Yapayalnız kalışımın ikinci yıl dönemine az kalmıştı. Sadece bir hafta. Yapayalnız, kendimi soyutladığım cehennemde iki yıl.. Artık denizleri sevmiyordum. Fazla mavilerdi. Pembeden nefret ediyordum. Bana masumluğu hatırlatıyordu. Kırmızıya bakamıyordum . Masumlukla ilgilenmiyordum. Ben tüm masumlar için zararlıydım. Benden kaçamakları gerekti . Siyahla hiç olmadığı kadar yakın dostum. Karanlık, yıldızsız gecelerde ki tek yandaşımdı. Oysa siyah benden bir o kadar uzakta gömülüydü. Kedileri bile sevemiyordum. Kara kedilerden tiksiniyordum. Eğer yolda görürsem yol ne kadar uzasa uzasın başka yoldan gidiyordum. Gerçi onlara gerek yoktu. Kendi hayatım kara kedilerden daha tiksindiriciydi. Ama en kötüsü neydi biliyor musunuz ? Hepsine geri dönüşü olmayacak şekilde, ölümüne aşık olmuştum. Bu aşk ölümden bile daha güzeldi. Ve elimde tutunabileceğim tek gerçekti. Zaten yeniden onu görme şansım olsaydı bile yüzüme bakmazdı. Ben bir hiçim.

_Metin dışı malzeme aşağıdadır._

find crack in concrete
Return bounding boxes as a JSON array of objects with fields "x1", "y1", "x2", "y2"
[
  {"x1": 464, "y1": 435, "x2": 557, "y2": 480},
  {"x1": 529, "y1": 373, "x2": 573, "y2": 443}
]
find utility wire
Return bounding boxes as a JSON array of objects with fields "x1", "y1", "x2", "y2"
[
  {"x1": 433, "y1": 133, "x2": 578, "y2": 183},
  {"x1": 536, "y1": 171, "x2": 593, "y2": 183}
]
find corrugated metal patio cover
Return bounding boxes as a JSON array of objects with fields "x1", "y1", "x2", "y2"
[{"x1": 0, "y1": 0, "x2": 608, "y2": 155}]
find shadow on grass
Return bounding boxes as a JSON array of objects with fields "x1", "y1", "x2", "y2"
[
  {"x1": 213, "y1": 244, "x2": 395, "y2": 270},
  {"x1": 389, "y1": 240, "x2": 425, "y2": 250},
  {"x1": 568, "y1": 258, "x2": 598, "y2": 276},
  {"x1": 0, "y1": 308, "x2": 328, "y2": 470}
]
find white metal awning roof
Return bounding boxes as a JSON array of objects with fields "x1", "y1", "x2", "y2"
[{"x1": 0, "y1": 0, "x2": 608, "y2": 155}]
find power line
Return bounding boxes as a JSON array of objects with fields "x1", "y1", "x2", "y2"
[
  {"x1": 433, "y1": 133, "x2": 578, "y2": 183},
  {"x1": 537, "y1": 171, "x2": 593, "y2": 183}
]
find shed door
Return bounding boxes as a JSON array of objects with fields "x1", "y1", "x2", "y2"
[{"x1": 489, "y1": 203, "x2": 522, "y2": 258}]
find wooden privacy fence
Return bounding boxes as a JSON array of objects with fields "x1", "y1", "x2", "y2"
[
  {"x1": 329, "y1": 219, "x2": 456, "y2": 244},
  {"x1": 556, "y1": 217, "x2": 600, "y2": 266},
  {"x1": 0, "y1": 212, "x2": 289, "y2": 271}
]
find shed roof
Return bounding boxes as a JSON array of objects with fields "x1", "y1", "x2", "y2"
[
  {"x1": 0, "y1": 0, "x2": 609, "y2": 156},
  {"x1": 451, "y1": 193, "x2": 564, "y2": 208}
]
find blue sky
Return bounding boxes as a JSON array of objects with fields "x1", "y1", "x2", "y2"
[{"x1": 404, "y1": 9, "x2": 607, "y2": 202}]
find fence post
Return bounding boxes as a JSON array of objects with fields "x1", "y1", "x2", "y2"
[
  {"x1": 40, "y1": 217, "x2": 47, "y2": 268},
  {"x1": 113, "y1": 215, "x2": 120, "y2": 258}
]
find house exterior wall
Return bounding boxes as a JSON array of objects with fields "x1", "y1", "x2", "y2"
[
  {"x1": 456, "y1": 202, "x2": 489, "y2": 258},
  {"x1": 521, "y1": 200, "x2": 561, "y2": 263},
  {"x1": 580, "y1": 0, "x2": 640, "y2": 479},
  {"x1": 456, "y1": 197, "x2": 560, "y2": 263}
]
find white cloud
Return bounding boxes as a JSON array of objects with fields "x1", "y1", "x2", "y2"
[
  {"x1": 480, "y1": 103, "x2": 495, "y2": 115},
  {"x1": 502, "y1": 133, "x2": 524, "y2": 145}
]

Bir kapı sesi duydum. Gıcırdıyan eski kapı ağır ağır açıldı. Gözlerimi araladım. En azından aralayabildiğim kadar açtım. Kısık gözlerle gelen doktora baktım. Beni bu şekilde bulmayı beklemediğini anladım . Onunla bugün, daha erken saatlerde de konuşmuştuk. O zamanda pek iyi değildim ama şu anda daha da dağılmış göründüğüme eminim. Şıp şıp şıp... Hep böyle oluyor . Gün ilerledikçe acısı daha çok artıyordu. Doktor baş ucuma yakın duran kenarları koyu renkli ahşap ve oturma kısmı eski , bej renkli , minderli koltuğuna oturdu . Şu anki seans bu doktorla yaptığım ilk seanstı. Onu tanımıyordum ama ne fark ederdi ki . Sanırım onunla masasında konuşuruz zannetmişti . Eğer halim olsaydı bende öyle tercih ederdim . Odanın diğer ucunda bir masa ve önünde sandalyeler vardı. Gözleri üzerimdeydi. Bir bilgeyi hatırlatıyordu. Ağır ve tok bir görüntüsü vardı. Bu her halinden sağ kaşın kıpırdasa anlamını bilirim diye bağıran bir görüntüydü. İlginç.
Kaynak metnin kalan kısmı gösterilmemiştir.